L(W, b) = product_{i=1}^{m} P(y^(i) | x^(i); W, b)

Taking the negative logarithm of the likelihood yields the cross-entropy cost function. This connection to maximum likelihood estimation provides a principled statistical justification for the training procedure.

Gradient computation

The gradient of the cross-entropy loss with respect to the weight vector w_k for class k is:

dJ/dw_k = (1/m) * sum_{i=1}^{m} (P(y = k | x^(i)) - t_k^(i)) * x^(i)

This gradient has an elegant form: for each training example, it is proportional to the difference between the predicted probability and the true label (0 or 1), multiplied by the input feature vector. The gradient for the bias term b_k is:

dJ/db_k = (1/m) * sum_{i=1}^{m} (P(y = k | x^(i)) - t_k^(i))

These gradients are used to update the parameters iteratively during training.

Softmax Jacobian

The partial derivative of the softmax output with respect to its input scores forms a Jacobian matrix. For outputs S_i = softmax(z_i):

Diagonal entries (i = j): dS_i / dz_j = S_i * (1 - S_i)
Off-diagonal entries (i != j): dS_i / dz_j = -S_i * S_j

This can be written compactly as dS_i / dz_j = S_i * (delta_ij - S_j), where delta_ij is the Kronecker delta. When combined with the cross-entropy loss, the overall gradient simplifies to the difference between predicted probabilities and true labels, which is the same simple form used in binary logistic regression.

Optimization techniques

Several optimization algorithms can be used to minimize the cross-entropy cost function and train the model.

Batch gradient descent

Gradient descent computes the gradient over the entire training set and updates all parameters simultaneously:

w_k := w_k - alpha * dJ/dw_k

where alpha is the learning rate.

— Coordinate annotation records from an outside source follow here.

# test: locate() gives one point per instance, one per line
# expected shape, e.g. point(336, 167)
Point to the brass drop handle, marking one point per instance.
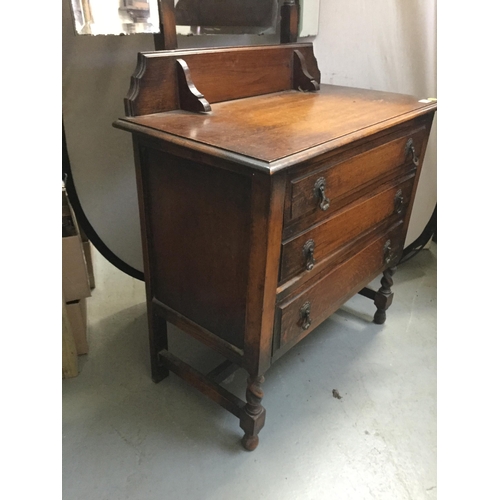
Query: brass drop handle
point(410, 148)
point(319, 190)
point(398, 201)
point(387, 252)
point(308, 251)
point(305, 315)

This method produces stable updates but can be slow for large datasets because every update requires a full pass through the data.

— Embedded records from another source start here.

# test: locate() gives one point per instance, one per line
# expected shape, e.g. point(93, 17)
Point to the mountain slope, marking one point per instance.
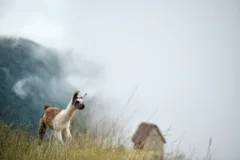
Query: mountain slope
point(26, 80)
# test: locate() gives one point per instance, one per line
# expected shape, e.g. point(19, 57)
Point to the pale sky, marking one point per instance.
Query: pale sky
point(183, 55)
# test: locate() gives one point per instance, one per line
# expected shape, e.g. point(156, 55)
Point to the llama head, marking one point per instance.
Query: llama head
point(77, 101)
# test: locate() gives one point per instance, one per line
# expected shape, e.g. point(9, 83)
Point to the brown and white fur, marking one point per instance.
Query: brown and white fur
point(59, 119)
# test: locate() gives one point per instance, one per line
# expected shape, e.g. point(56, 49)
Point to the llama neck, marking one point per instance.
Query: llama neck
point(70, 110)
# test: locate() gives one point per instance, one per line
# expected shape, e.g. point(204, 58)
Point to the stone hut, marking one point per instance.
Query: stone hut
point(149, 137)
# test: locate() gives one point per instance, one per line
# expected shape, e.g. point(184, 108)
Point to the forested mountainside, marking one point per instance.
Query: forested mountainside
point(26, 80)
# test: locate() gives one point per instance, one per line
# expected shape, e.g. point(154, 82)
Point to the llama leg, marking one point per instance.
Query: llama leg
point(57, 136)
point(67, 135)
point(41, 130)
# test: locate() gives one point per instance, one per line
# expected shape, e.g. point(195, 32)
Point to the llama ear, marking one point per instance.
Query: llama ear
point(75, 95)
point(84, 94)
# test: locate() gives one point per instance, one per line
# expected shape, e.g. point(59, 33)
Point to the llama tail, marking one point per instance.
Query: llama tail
point(41, 130)
point(46, 106)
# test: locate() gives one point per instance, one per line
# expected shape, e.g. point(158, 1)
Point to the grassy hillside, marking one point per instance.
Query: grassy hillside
point(15, 143)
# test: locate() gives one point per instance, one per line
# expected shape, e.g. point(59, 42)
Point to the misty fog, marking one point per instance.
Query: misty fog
point(182, 57)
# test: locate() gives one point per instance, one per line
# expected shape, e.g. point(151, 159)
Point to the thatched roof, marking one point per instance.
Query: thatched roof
point(143, 131)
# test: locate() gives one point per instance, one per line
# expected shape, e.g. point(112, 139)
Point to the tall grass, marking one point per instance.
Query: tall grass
point(18, 144)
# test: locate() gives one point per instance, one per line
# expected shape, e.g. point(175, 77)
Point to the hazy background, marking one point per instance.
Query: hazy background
point(183, 55)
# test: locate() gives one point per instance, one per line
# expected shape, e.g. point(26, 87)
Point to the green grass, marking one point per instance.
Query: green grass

Stochastic gradient descent (SGD)

Stochastic gradient descent updates parameters using a single randomly selected training example at each step. This introduces noise into the gradient estimate but allows for much faster progress, particularly on large datasets. The noisy updates can also help escape shallow local minima in non-convex variants of the problem (such as when softmax regression is used as part of a deep learning model).

Mini-batch gradient descent

Mini-batch gradient descent is a compromise between batch and stochastic methods. It computes the gradient on a small random subset (mini-batch) of the training data at each step, typically containing 32 to 256 examples. This approach benefits from vectorized computation on modern hardware while still providing the convergence benefits of stochastic updates.

Advanced optimizers

Modern implementations often use adaptive learning rate methods such as the Adam optimizer, AdaGrad, or RMSProp. These algorithms adjust the learning rate for each parameter individually based on the history of past gradients. For classical statistical applications, quasi-Newton methods such as L-BFGS are commonly used because they converge in fewer iterations by approximating second-order curvature information.

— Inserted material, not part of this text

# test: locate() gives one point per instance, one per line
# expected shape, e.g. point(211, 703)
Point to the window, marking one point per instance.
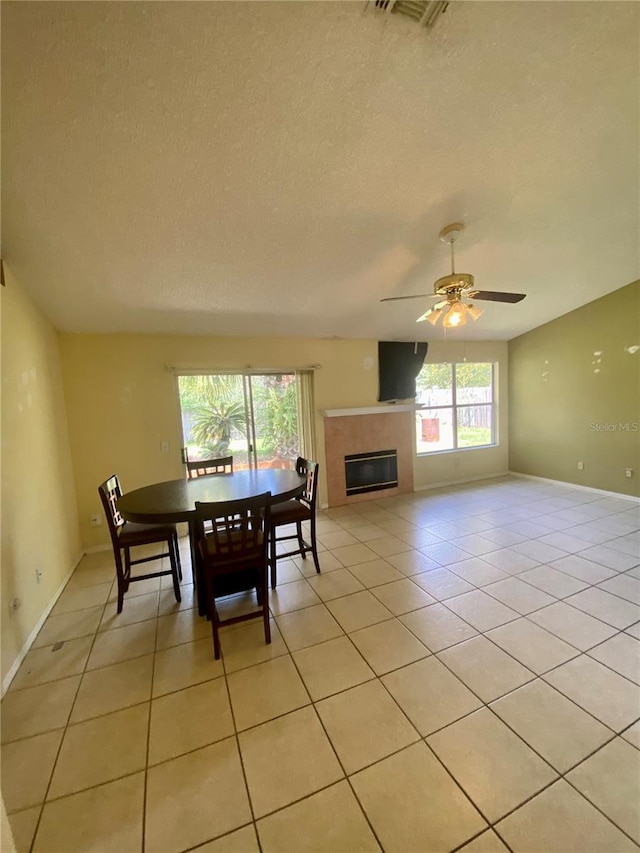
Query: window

Optimizer	Update rule	Advantages	Disadvantages
Batch gradient descent	Uses full dataset gradient	Stable convergence, deterministic	Slow on large datasets
SGD	Uses single-example gradient	Fast updates, good generalization	Noisy, sensitive to learning rate
Mini-batch SGD	Uses small-batch gradient	Balances speed and stability	Requires batch size tuning
L-BFGS	Quasi-Newton with curvature approximation	Fast convergence, no learning rate needed	High memory cost for large models
Adam	Adaptive per-parameter learning rates	Works well out of the box	May not generalize as well as SGD

Regularization

Overfitting occurs when the model fits the training data too closely and fails to generalize to unseen examples. Regularization techniques address this by adding a penalty term to the loss function.

L2 regularization (ridge)

L2 regularization adds the squared magnitude of the weight vectors to the cost function:

J_reg(W, b) = J(W, b) + (lambda / 2) * sum_{k=1}^{K} ||w_k||^2

where lambda is the regularization strength hyperparameter. L2 regularization shrinks all weights toward zero but rarely sets any weight to exactly zero. It produces smoother decision boundaries and is equivalent to placing a zero-mean Gaussian prior on the weights in the Bayesian interpretation.

L1 regularization (lasso)

L1 regularization adds the sum of absolute values of the weights:

J_reg(W, b) = J(W, b) + lambda * sum_{k=1}^{K} ||w_k||_1

L1 regularization tends to drive some weights to exactly zero, effectively performing feature selection. This produces sparse models that use only a subset of the input features. L1 regularization is especially useful when the input has many features and only a few are expected to be relevant.

Elastic net

Elastic net combines L1 and L2 regularization:

J_reg(W, b) = J(W, b) + lambda_1 * sum ||w_k||_1 + (lambda_2 / 2) * sum ||w_k||^2

This method can produce sparse solutions (from the L1 term) while still maintaining the grouping effect of L2 regularization when features are correlated.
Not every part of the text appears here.